In the US, for many working class and lower income families, even dual income households find it difficult to sustain a family. Adding a child or two could be financially crippling. And while wealthy educated women can have both career and family, most educated, lower income women cannot afford both. And when forced to choose, these days many women are choosing career. And a lot of these people who are choosing not to have families are finding different venues to express their need to nurture or care.

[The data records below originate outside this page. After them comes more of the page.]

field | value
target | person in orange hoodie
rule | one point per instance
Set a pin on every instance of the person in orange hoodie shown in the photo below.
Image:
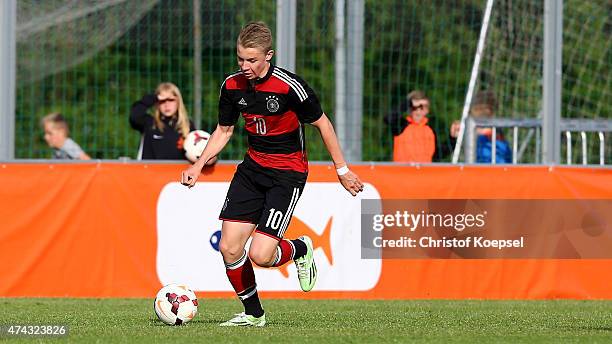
(414, 139)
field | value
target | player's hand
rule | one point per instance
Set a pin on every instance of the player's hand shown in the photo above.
(190, 176)
(351, 183)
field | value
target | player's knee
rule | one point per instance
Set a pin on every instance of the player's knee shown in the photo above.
(230, 252)
(261, 258)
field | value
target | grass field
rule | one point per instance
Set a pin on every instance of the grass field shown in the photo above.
(327, 321)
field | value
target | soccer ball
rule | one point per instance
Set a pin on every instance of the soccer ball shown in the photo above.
(175, 304)
(194, 144)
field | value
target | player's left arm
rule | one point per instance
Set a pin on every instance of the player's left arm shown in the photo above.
(347, 178)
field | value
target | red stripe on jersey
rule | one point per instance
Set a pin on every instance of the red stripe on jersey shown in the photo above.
(293, 161)
(273, 125)
(236, 82)
(274, 85)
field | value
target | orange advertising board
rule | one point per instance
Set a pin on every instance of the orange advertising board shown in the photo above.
(106, 229)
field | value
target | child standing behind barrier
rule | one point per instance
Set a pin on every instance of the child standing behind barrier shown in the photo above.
(57, 137)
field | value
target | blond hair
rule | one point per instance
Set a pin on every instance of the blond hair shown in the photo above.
(57, 120)
(182, 122)
(417, 95)
(255, 35)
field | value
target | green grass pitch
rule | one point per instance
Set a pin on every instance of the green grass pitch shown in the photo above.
(321, 321)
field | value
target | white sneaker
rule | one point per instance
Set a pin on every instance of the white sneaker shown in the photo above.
(242, 319)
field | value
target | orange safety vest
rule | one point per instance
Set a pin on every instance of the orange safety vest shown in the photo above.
(417, 143)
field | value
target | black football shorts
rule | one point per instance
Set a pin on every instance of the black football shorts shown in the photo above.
(263, 196)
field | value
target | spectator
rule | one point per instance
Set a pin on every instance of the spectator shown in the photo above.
(485, 106)
(414, 137)
(164, 132)
(57, 137)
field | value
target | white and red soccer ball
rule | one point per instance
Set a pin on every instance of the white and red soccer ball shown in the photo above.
(175, 304)
(194, 144)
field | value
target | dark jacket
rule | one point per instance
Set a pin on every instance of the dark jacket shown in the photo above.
(156, 144)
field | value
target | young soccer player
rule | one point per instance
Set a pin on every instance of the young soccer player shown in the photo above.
(268, 183)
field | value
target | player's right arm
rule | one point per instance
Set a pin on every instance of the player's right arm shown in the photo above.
(228, 116)
(217, 141)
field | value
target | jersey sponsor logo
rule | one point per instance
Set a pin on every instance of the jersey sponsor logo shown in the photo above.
(325, 212)
(272, 103)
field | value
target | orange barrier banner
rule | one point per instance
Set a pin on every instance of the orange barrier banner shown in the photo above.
(105, 229)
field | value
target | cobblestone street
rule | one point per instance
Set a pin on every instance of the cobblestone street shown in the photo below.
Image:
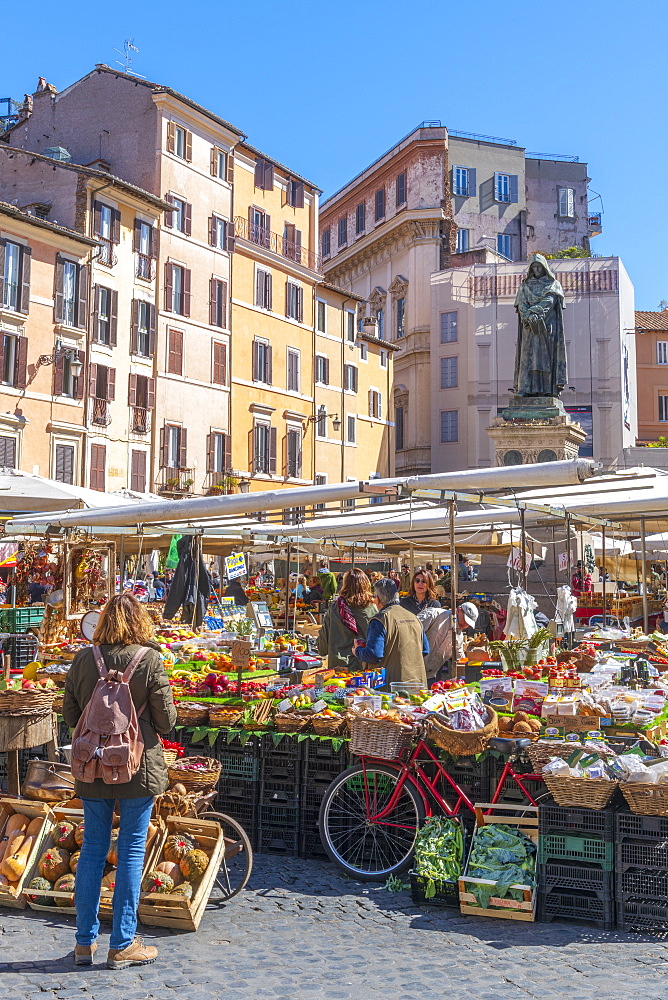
(300, 930)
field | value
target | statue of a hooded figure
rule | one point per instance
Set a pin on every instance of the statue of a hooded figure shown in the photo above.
(540, 358)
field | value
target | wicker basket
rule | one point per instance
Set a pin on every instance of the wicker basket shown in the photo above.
(26, 702)
(581, 793)
(194, 781)
(379, 738)
(461, 743)
(647, 800)
(190, 713)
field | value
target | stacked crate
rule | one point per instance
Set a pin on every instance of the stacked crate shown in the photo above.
(641, 872)
(576, 856)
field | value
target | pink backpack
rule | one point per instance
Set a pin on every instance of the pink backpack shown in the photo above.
(107, 742)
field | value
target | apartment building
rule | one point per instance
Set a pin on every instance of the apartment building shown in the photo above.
(44, 270)
(115, 303)
(473, 337)
(426, 204)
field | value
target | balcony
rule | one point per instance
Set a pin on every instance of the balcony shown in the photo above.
(276, 243)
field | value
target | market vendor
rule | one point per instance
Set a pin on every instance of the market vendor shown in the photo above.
(394, 638)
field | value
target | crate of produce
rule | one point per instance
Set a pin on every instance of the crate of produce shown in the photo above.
(578, 821)
(24, 826)
(556, 846)
(568, 904)
(199, 866)
(519, 903)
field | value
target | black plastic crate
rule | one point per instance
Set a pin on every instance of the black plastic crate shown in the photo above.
(581, 822)
(583, 877)
(630, 825)
(570, 905)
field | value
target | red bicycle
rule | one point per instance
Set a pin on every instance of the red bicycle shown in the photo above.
(371, 813)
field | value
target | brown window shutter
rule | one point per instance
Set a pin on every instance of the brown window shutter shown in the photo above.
(24, 298)
(82, 289)
(186, 291)
(113, 318)
(183, 448)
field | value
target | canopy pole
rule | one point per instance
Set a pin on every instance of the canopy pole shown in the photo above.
(645, 612)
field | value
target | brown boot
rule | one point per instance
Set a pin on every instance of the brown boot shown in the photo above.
(83, 953)
(136, 953)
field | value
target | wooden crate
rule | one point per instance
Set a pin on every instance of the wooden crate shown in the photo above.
(164, 910)
(505, 908)
(13, 895)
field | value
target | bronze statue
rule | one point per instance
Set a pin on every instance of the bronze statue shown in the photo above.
(540, 358)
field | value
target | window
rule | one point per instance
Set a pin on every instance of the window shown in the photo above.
(399, 425)
(218, 302)
(7, 452)
(350, 378)
(462, 240)
(449, 328)
(293, 453)
(449, 373)
(360, 220)
(98, 462)
(293, 370)
(343, 231)
(401, 316)
(263, 294)
(294, 301)
(105, 316)
(14, 276)
(175, 352)
(321, 365)
(566, 202)
(449, 426)
(262, 361)
(138, 471)
(375, 404)
(321, 316)
(504, 244)
(177, 289)
(219, 363)
(64, 472)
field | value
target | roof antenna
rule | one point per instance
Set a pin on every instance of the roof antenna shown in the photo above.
(128, 47)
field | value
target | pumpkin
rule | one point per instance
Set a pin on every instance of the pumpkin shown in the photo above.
(176, 846)
(156, 881)
(65, 884)
(54, 863)
(63, 835)
(41, 883)
(193, 864)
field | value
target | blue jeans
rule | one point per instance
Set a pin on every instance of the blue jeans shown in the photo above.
(98, 815)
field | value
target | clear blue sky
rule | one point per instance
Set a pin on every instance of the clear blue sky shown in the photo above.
(326, 88)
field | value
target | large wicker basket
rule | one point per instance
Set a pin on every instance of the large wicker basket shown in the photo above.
(582, 793)
(461, 743)
(647, 800)
(379, 738)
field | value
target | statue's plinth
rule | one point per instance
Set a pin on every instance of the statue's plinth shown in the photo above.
(535, 429)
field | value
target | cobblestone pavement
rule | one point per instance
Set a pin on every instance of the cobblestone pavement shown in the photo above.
(301, 931)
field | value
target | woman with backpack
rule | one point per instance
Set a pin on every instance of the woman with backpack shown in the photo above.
(120, 678)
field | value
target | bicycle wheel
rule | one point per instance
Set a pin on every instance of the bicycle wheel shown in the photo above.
(370, 850)
(237, 861)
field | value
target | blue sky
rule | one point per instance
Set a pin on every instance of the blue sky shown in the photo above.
(327, 88)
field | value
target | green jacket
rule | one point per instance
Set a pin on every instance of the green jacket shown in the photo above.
(335, 640)
(149, 685)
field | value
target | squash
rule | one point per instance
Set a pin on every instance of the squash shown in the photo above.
(15, 865)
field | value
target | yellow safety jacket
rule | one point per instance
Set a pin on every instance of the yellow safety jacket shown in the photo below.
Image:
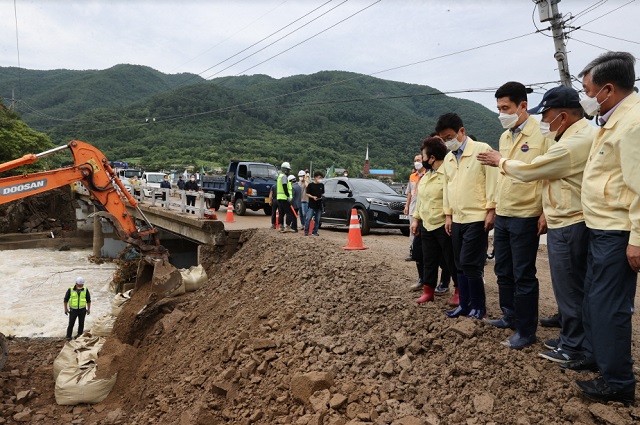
(280, 195)
(77, 300)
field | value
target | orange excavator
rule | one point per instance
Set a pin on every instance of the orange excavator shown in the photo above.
(91, 168)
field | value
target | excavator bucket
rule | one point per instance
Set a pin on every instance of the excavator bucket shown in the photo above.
(164, 277)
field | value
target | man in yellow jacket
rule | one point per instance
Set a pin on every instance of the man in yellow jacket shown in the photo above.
(560, 170)
(611, 204)
(469, 208)
(77, 304)
(519, 219)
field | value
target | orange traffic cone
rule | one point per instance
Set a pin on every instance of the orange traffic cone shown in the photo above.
(229, 218)
(211, 214)
(355, 237)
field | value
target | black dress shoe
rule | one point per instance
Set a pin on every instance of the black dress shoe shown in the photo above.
(501, 323)
(582, 365)
(551, 322)
(598, 390)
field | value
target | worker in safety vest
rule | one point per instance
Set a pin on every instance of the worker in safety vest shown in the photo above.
(77, 300)
(284, 195)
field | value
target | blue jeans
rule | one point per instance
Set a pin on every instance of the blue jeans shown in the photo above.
(314, 213)
(304, 206)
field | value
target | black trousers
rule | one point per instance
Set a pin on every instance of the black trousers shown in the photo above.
(80, 314)
(284, 208)
(609, 292)
(191, 200)
(469, 242)
(437, 251)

It may seem silly but you can see this alternative choice to family growing in joke names such as people calling themselves a “dog mom/dad.” Among millennials, it’s also become popular now to become a “plant mom/dad.” Millennials can still be moms and dads but they are fulfilling those roles with objects that are much more affordable and less fragile like plants and pets. And this is echoed in the booming plant and pet industries. Pet expenditure is up from roughly $20 billion in 1994 to over $65 billion in 2017, thanks in large part to Millennials. And houseplant sales have nearly doubled over the past three years to $1.7 billion, with many of the consumers being Millennials.
It’s interesting to see the cycle of families as time goes on. Perhaps one day, it’ll be trendy again to have only a few children. After all, right now the growth in wealthy families is partly due to the boom in wealth growth for that upper earning population. If we do nothing to address climate change and the effects of it truly begin to take more immediate hold (even more immediate than it already is), perhaps it’ll become trendy for smaller families as an argument for smaller carbon footprints. But for now, the attention shouldn’t be paid to how these wealthy families are raising these kids but why they can afford to when so many others cannot.
The current population crisis right now points to a growing divide among classes. Everything is becoming pay to play but without giving a huge portion of the population fair pay. Wealthy families and their oversized broods are not enough to repair the declining population rates. We must equalize it for everyone if we want to ensure a bright and steady future. A declining fertility rate is one symptom of a much larger economic problem. We must work to address stagnant worker wages, cost of living, and taxation to properly correct this shift. Without it, the US is sure to find itself scrambling to create its next generation from a sparse and scant number.